On the table in front of us, the servants brought out a tray of ice in a crystal bowl, small wine glasses, several bone china cups, and a bottle of wine in a bucket filled with ice.

“Like this,” I instruct the children. “Fill your cup with ice, and then pour the chocolate over it.”

Crispin marvels at the floating chunks of ice in his drink. “It is cold. Mother, it is cold!” he squeals out. “It is sweet! I didn’t know you could drink tsokolate like this!”

“So this is ice…?” Basilio whispers.

“Children, thank Don Crisostomo for his generosity! We don’t deserve this indulgence!” Such deep, rich chocolate was the daily drink only of the wealthy. Guests were served weak chocolate if they were considered unimportant, not to offer any refreshment at all was considered an insult.

The two boys bow their heads. “Thank you Don Crisostomo!”

“It is nothing.
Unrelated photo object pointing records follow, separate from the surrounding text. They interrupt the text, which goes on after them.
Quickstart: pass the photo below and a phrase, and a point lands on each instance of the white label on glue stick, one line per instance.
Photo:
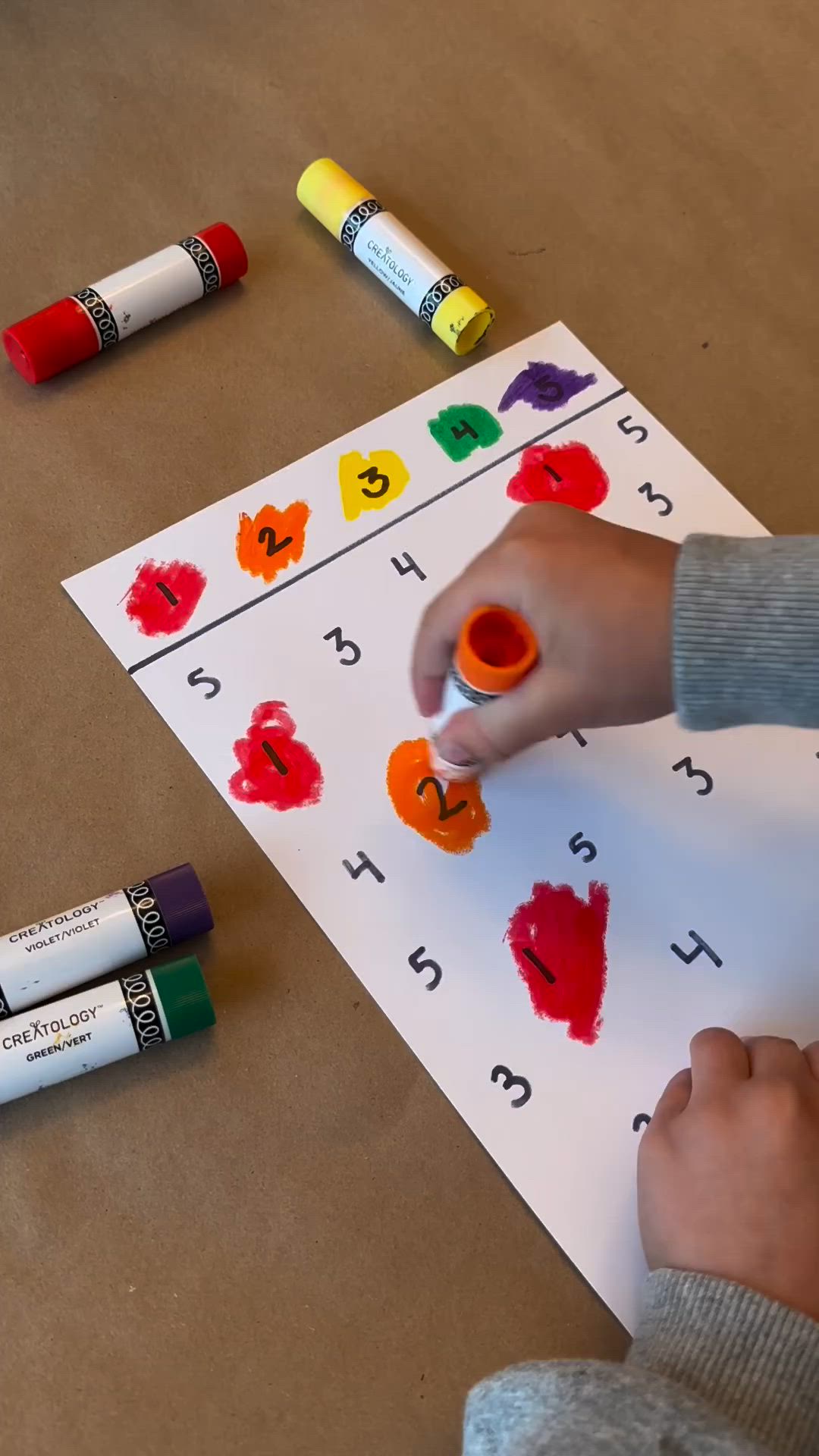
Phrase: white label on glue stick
(101, 935)
(145, 291)
(79, 1034)
(395, 255)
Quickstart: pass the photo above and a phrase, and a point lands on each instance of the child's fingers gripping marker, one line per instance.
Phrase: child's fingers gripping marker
(494, 653)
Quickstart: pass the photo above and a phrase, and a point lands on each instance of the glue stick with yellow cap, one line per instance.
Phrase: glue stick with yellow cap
(457, 313)
(496, 650)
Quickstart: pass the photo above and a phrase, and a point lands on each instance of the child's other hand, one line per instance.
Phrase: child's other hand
(599, 601)
(729, 1168)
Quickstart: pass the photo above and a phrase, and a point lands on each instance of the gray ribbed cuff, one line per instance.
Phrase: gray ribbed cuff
(754, 1362)
(746, 631)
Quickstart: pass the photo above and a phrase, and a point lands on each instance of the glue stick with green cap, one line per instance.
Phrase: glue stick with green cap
(104, 1024)
(496, 650)
(350, 212)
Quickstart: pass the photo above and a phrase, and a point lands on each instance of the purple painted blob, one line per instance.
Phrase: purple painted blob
(545, 386)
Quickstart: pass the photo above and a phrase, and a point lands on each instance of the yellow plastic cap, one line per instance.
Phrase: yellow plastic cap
(463, 319)
(330, 193)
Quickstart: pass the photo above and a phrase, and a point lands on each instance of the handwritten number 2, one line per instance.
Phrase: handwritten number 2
(694, 774)
(656, 495)
(197, 679)
(341, 644)
(420, 965)
(445, 811)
Ice is just frozen water. I know how to cheaply make ice, and soon enough we will be able to sell ice here in San Diego.” Old Doroy looks up sharply at that.
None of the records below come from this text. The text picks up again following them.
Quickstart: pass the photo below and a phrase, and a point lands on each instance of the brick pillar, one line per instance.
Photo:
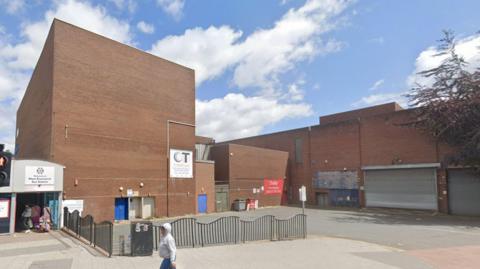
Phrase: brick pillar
(361, 187)
(442, 190)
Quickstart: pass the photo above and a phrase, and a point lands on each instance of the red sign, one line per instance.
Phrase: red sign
(273, 186)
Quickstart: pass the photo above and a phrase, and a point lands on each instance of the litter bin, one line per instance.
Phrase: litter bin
(142, 238)
(252, 203)
(239, 205)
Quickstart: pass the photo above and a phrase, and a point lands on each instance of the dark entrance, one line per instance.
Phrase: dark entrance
(5, 198)
(37, 201)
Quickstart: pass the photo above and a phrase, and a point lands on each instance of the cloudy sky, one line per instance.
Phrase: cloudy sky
(261, 66)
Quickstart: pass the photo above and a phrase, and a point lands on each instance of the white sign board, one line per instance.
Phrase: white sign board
(129, 193)
(302, 193)
(4, 208)
(73, 205)
(181, 163)
(39, 175)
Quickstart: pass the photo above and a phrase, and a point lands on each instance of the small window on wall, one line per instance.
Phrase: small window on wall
(298, 150)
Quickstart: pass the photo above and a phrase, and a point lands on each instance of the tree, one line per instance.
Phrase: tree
(448, 105)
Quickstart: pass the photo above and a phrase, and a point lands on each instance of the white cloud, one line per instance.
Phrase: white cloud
(13, 6)
(145, 27)
(172, 7)
(24, 55)
(257, 61)
(209, 51)
(262, 56)
(468, 48)
(18, 59)
(382, 98)
(236, 115)
(377, 84)
(130, 5)
(377, 40)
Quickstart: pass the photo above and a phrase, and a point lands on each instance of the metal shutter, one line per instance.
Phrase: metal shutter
(464, 192)
(401, 188)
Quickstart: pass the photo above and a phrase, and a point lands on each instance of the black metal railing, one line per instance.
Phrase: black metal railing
(96, 234)
(294, 227)
(224, 230)
(85, 228)
(183, 230)
(188, 232)
(262, 228)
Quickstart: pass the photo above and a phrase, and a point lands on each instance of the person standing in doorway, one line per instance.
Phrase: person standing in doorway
(167, 247)
(27, 218)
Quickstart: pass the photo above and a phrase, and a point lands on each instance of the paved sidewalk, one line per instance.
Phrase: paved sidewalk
(59, 251)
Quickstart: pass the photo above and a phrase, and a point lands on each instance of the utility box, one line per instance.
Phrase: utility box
(142, 238)
(239, 205)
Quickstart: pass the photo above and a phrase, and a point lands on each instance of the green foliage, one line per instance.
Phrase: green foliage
(449, 104)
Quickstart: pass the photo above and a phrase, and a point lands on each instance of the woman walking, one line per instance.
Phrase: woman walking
(167, 248)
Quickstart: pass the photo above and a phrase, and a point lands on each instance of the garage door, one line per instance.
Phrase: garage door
(401, 188)
(464, 192)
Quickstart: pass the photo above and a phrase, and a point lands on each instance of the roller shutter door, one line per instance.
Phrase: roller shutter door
(464, 192)
(401, 188)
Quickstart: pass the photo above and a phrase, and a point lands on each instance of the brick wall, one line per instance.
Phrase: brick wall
(111, 103)
(348, 141)
(247, 168)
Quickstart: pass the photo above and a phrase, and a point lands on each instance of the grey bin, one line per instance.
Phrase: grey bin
(239, 205)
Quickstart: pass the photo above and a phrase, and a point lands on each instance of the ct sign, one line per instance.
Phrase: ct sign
(181, 163)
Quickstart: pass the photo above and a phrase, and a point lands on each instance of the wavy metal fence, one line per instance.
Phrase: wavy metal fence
(96, 234)
(188, 232)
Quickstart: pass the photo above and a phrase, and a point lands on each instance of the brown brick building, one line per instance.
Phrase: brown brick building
(368, 157)
(244, 171)
(109, 113)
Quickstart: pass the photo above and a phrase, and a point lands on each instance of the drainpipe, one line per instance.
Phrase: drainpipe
(168, 154)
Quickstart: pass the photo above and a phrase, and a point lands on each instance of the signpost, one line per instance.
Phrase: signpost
(181, 163)
(302, 194)
(39, 175)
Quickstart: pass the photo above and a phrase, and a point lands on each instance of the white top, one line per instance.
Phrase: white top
(167, 247)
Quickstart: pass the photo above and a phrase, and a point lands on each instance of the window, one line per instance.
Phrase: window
(298, 150)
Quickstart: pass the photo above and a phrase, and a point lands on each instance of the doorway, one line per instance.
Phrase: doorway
(121, 208)
(37, 201)
(322, 199)
(202, 203)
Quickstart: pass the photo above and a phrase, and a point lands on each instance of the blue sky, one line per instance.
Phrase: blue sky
(261, 66)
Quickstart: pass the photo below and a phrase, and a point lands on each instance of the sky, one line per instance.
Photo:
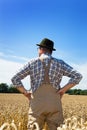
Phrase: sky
(24, 23)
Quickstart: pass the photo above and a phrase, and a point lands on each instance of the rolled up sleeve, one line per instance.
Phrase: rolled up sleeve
(74, 75)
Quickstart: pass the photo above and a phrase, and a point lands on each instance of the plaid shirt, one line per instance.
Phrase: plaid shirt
(58, 69)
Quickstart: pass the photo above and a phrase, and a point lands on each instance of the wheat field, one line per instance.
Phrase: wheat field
(14, 107)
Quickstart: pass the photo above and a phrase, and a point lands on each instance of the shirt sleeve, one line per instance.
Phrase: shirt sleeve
(24, 72)
(74, 75)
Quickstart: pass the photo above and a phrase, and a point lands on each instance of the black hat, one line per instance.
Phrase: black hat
(46, 43)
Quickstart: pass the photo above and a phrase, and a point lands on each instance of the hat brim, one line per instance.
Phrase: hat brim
(53, 49)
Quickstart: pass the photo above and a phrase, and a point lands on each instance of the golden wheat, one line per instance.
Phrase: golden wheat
(14, 111)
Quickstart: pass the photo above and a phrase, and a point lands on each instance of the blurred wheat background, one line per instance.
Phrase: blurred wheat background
(14, 110)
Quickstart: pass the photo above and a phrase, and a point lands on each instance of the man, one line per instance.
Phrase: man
(46, 73)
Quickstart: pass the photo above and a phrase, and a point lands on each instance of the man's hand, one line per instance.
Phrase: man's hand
(61, 92)
(27, 94)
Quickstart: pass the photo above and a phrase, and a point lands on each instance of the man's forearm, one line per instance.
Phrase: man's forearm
(64, 89)
(22, 89)
(68, 86)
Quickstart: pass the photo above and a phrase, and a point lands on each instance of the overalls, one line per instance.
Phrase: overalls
(45, 105)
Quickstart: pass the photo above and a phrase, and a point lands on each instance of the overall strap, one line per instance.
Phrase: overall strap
(46, 72)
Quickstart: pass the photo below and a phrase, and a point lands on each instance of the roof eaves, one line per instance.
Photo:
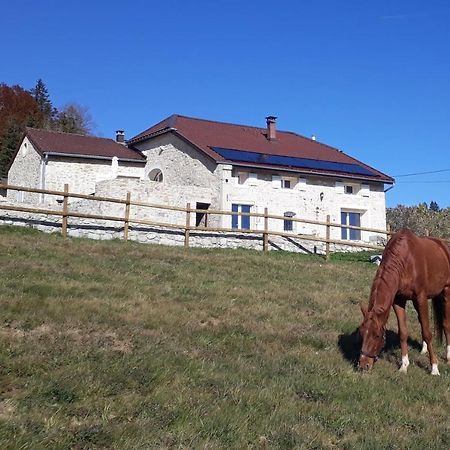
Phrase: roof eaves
(387, 180)
(150, 135)
(78, 155)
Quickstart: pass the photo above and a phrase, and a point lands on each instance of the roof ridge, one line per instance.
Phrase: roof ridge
(219, 122)
(69, 134)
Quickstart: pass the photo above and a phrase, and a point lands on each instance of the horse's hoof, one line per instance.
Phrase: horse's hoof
(435, 370)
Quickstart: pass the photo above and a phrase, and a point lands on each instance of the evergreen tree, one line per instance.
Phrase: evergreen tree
(42, 98)
(434, 206)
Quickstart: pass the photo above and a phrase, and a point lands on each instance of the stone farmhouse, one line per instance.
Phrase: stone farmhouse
(214, 165)
(49, 159)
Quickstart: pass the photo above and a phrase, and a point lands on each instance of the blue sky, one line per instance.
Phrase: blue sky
(371, 78)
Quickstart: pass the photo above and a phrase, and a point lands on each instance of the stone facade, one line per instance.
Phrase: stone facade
(26, 170)
(186, 175)
(30, 169)
(281, 192)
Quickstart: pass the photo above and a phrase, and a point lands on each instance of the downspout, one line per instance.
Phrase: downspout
(44, 162)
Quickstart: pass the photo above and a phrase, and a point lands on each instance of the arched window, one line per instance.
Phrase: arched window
(155, 175)
(288, 224)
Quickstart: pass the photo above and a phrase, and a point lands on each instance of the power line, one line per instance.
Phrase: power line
(424, 181)
(421, 173)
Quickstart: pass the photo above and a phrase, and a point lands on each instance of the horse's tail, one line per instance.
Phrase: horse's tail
(438, 315)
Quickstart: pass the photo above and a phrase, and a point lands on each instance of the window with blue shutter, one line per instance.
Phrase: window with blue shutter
(353, 219)
(240, 222)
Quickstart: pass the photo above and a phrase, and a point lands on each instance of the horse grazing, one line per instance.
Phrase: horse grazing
(412, 268)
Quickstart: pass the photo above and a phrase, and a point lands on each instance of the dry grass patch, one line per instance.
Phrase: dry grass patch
(113, 345)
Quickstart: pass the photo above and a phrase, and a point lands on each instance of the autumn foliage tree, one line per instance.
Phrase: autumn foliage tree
(421, 219)
(20, 108)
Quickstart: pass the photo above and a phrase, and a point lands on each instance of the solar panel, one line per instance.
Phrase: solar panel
(289, 161)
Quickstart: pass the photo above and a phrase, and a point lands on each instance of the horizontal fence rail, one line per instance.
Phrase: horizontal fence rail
(65, 213)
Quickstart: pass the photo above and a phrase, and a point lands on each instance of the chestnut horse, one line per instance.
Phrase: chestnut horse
(412, 268)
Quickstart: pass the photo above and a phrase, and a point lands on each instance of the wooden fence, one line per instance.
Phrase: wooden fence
(127, 220)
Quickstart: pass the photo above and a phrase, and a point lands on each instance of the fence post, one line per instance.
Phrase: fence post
(327, 242)
(266, 231)
(65, 210)
(127, 216)
(188, 225)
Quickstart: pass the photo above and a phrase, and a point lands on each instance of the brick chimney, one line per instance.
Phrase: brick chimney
(120, 137)
(271, 128)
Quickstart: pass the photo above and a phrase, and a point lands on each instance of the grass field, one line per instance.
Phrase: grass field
(114, 345)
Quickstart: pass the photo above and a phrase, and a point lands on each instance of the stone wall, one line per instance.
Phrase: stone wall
(29, 169)
(106, 230)
(25, 171)
(180, 163)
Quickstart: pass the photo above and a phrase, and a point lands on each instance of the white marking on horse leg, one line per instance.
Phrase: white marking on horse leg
(424, 348)
(434, 370)
(405, 364)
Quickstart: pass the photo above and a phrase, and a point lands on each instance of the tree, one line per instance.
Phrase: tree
(420, 219)
(9, 142)
(434, 206)
(74, 118)
(42, 98)
(18, 109)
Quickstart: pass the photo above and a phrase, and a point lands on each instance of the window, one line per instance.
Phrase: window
(288, 225)
(351, 189)
(285, 184)
(201, 218)
(155, 175)
(353, 219)
(242, 177)
(238, 221)
(288, 182)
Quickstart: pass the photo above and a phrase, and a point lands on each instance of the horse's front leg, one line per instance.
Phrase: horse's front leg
(421, 305)
(400, 312)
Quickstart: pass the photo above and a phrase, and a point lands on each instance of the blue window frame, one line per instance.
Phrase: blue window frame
(240, 222)
(288, 225)
(353, 219)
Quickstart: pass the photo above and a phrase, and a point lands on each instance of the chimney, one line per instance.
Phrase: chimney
(120, 137)
(271, 128)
I sigh. “I truly did not expect this chaos to happen on the day I returned. The least I can do now is to offer you shelter after your house burned down.”

“Don Crisostomo, as much as I do not myself care for the opinions of the townsfolk, it might be best if… I offered shelter instead. We are neighbors, after all.” People already called him mad, it would be much less scandalous.
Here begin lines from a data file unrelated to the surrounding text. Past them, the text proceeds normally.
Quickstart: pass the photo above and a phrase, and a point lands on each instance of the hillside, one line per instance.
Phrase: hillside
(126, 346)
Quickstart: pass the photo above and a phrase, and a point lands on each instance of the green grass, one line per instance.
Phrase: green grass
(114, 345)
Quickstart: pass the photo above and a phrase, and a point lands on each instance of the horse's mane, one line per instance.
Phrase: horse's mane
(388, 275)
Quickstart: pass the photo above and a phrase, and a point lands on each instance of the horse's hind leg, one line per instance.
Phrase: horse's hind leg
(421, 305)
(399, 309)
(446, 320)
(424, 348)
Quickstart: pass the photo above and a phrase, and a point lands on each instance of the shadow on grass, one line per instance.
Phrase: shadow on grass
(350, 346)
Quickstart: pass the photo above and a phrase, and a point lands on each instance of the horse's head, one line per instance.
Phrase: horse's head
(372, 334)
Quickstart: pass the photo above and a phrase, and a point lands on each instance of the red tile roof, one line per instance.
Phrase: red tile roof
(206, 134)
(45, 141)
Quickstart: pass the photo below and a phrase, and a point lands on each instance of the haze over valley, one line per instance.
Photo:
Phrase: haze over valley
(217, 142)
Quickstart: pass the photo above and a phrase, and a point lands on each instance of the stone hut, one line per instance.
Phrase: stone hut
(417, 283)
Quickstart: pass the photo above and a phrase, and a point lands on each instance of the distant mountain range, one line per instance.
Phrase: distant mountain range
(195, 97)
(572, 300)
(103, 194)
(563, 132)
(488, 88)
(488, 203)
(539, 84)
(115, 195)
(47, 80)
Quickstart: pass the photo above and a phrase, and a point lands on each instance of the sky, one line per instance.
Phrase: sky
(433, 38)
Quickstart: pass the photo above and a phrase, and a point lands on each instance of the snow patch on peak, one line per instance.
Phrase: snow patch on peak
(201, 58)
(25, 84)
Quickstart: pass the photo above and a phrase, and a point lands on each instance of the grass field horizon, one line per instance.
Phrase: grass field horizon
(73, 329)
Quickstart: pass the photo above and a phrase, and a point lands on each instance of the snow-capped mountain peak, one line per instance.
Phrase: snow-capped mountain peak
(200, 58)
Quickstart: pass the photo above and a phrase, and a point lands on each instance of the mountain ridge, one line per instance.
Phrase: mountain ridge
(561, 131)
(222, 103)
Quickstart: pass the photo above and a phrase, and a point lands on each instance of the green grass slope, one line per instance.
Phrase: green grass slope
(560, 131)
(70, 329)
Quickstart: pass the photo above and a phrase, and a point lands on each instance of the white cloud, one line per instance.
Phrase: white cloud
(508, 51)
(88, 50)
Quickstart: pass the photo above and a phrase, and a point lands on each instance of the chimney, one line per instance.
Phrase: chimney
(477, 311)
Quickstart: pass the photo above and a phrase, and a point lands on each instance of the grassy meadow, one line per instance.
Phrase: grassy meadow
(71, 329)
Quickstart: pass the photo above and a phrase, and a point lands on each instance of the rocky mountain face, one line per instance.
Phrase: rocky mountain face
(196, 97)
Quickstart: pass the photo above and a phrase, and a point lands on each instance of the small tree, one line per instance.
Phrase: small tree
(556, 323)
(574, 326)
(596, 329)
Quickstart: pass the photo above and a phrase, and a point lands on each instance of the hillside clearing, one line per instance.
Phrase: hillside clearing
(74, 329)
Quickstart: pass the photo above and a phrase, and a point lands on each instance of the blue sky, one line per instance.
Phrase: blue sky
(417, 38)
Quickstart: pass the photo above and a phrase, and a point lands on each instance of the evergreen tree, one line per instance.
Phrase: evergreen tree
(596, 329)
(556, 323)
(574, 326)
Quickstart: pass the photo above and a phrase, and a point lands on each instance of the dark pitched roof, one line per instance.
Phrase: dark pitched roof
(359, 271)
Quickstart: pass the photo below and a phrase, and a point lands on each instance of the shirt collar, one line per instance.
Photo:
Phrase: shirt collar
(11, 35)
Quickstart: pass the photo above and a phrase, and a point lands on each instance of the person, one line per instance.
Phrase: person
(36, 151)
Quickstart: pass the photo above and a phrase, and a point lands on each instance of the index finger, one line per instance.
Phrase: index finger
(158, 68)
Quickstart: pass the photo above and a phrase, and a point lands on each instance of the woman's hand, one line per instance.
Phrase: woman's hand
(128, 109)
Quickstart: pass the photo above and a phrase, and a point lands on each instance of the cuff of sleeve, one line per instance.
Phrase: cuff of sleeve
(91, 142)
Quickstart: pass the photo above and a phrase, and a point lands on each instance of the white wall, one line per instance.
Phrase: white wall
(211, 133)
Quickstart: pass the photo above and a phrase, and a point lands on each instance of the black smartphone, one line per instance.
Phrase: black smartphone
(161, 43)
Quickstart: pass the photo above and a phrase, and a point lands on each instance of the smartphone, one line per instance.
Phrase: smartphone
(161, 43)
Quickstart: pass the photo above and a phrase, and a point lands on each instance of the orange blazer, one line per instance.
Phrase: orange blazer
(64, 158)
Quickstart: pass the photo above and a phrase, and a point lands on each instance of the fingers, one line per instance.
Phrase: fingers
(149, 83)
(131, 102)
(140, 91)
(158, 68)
“That is fine too. Thank you, sir.” I look up from my drink and raise my goblet as if in salute. “But please at least stay for dinner.”

------

I am so tired. But I cannot let what happened today leave me paralyzed with fear. I bow to Basilio and Crispin, and I cannot explain why I feel the need to apologize.

“You two – take care of yourself, and your mother. You will be very important to the future of this country.”

-----------

Three days have passed since then.

“Crisostomo.” Maria Clara’s eyes are, for the first time, clouded. Her tone drips with disapproval.

“Maria Clara?”

“Crisostomo, I have been hearing strange things about you.”

“Maria Clara, I am not sure – what things?”

“Crisostomo, have you been cruel? They say you beat an old gravekeeper near to death, and that you had sent the Guardia Civil to shoot a man dead.”

I put my face into my palms. Oh the humanity.